HP_Defense <- ggplot(data = Pokemon_Stats, aes(x = hp, y = defense)) +
  geom_point(aes(color = Generation)) +
  labs(title = "Base HP vs Base Defense Stats", x = "HP", y = "Defense")
HP_Defense

HP_Attack <- ggplot(data = Pokemon_Stats, aes(x = hp, y = attack)) +
  geom_point(aes(color = Generation)) +
  labs(title = "Base HP vs Base Attack Stats", x = "HP", y = "Defense")
HP_Attack

Defense_Attack <- ggplot(data = Pokemon_Stats, aes(x = defense, y = attack)) +
  geom_point(aes(color = Generation)) +
  labs(title = "Base Defense vs Base Attack Stats", x = "HP", y = "Defense")
Defense_Attack

All three of these scatterplots show a vague positive correlations between the HP, attack, and defense stats, which I find surprisingly.
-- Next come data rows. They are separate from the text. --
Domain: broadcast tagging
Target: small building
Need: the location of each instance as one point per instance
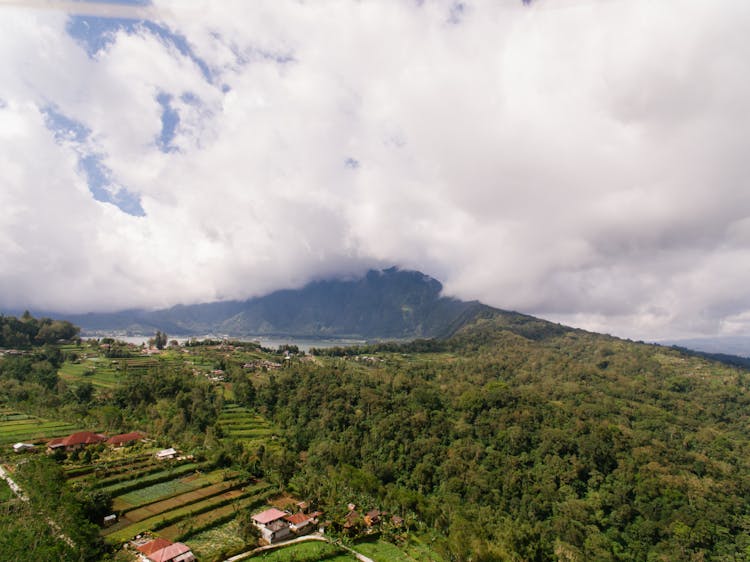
(125, 439)
(76, 441)
(272, 525)
(300, 522)
(166, 454)
(162, 550)
(372, 517)
(21, 447)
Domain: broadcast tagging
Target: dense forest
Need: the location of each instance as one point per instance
(555, 445)
(515, 439)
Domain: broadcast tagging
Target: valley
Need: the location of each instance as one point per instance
(514, 439)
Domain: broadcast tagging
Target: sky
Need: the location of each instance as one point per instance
(585, 161)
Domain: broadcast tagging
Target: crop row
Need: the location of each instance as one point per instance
(108, 466)
(154, 478)
(219, 515)
(167, 489)
(174, 516)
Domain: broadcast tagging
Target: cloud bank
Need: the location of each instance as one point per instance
(583, 161)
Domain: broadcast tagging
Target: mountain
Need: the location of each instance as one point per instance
(390, 303)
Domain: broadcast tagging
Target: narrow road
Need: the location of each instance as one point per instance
(13, 486)
(23, 497)
(312, 537)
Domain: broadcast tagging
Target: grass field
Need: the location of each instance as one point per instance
(312, 551)
(240, 423)
(381, 550)
(15, 426)
(208, 545)
(187, 498)
(153, 478)
(181, 529)
(163, 490)
(5, 492)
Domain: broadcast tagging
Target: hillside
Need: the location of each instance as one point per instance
(383, 304)
(519, 441)
(513, 439)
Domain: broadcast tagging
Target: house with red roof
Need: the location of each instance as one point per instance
(299, 522)
(272, 525)
(162, 550)
(76, 441)
(125, 439)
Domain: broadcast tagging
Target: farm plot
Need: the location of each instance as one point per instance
(98, 371)
(222, 504)
(182, 529)
(15, 427)
(128, 482)
(208, 545)
(306, 552)
(163, 490)
(240, 423)
(180, 500)
(111, 467)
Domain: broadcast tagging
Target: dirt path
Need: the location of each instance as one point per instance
(312, 537)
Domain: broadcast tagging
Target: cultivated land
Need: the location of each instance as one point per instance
(16, 427)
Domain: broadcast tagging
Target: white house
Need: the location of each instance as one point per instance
(272, 525)
(166, 454)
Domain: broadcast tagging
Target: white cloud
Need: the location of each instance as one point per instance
(582, 161)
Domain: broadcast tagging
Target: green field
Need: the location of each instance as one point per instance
(154, 477)
(240, 423)
(172, 523)
(209, 545)
(187, 498)
(381, 550)
(180, 530)
(16, 427)
(163, 490)
(311, 551)
(5, 492)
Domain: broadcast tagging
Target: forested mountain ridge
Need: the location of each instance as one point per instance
(513, 439)
(382, 304)
(554, 445)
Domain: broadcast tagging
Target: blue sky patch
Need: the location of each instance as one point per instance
(63, 127)
(170, 119)
(97, 33)
(98, 176)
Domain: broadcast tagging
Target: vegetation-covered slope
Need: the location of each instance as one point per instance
(382, 304)
(515, 439)
(567, 445)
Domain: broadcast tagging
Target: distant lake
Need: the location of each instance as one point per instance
(269, 342)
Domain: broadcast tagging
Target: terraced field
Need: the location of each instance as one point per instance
(163, 490)
(15, 426)
(202, 508)
(238, 422)
(122, 484)
(108, 373)
(182, 530)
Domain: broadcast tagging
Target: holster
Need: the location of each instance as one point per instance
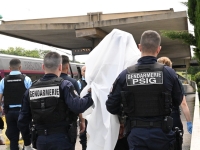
(167, 124)
(72, 132)
(179, 139)
(34, 136)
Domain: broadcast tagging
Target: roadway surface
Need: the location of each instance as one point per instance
(186, 137)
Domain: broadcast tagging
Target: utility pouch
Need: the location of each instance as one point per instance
(179, 139)
(72, 132)
(127, 101)
(167, 124)
(34, 136)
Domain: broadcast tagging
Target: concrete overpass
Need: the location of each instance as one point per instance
(85, 32)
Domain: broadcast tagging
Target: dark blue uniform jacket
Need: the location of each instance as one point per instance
(74, 103)
(170, 82)
(73, 81)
At the very least, I thought there would be an inverse relationship between attack and defense, but that plot shows a stronger correlation than that of defense and HP. The strongest positive linear relationship is between attack and HP. There also is a clear trumpeting pattern in each of these plots, with the most severe occurring between attack and defense. I might argue that those ultra-high defense stats are inversely related to those Pokemon with ultra-high HP, but most of the points fall in the mid-HP has a mid-Defense stat. I definitely don’t think any of the plots show a significant difference between the generations and the pattern of the scatterplots. This could be due to the number of points that we have plotted on each graph, 898. The number of points may obscure any patterns that may be visible between the scatterplots. Unfortunately, ggplot2’s shape attribute only will count up to six unique values, so I could not make each generation a separate shape.